Abstract

Hypoglycemic syndrome is often noted in clinical practice in the treatment of patients with diabetes mellitus (DM), especially with insulin. This syndrome is manifested by symptoms caused by neuroglycopenia (insufficient supply of glucose to the brain, which utilizes 20% of all glucose). Hypoglycemia occurs quite often, in about 40% of people with type 1 DM. The clinical syndrome of postprandial (reactive) hypoglycemia of various etiologies is considered, which is manifested by a hypoglycemic condition in the next hours after eating, especially easily digestible carbohydrates. In most cases, there is a violation of the hypothalamic regulation of carbohydrate metabolism, and the clinical picture is dominated by symptoms of activation of the sympathoadrenal system. Such hypoglycemia is usually transient, as glucose levels return to normal rapidly due to the release of counterinsular hormones. The importance of the latter in the regulation of insulin secretion is evidenced by the fact that after oral glucose loading, a higher level of insulin secretion is determined than in the case of intravenous administration of an equivalent dose.

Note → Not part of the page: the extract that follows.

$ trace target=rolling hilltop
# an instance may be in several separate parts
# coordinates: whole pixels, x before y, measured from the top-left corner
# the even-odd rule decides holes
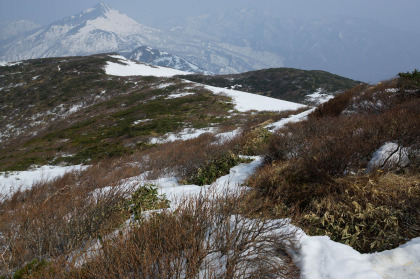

Elderly patients with hypoglycemia are more likely to develop neurological disorders than adrenergic disorders (palpitations, tremors, hunger). These symptoms may be mistaken for signs of cerebrovascular ischemia, as a result, hypoglycemia is not adequately detected and treated. In addition to the acute adverse effects of hypoglycaemia, a hypoglycaemic episode may have long-term consequences. Frequent hypoglycemic conditions have a significant psychological impact and are also a risk factor for dementia. The paper presents the data, based on scientific sources and own observations, on etiopathogenesis of hypoglycemia, as well as their most frequent clinical varieties, in particular, in the syndrome of unrecognization of hypoglycemia, postprandial hypoglycemia, in chronic insulin overdose in patients with diabetes mellitus in old age and insulinism.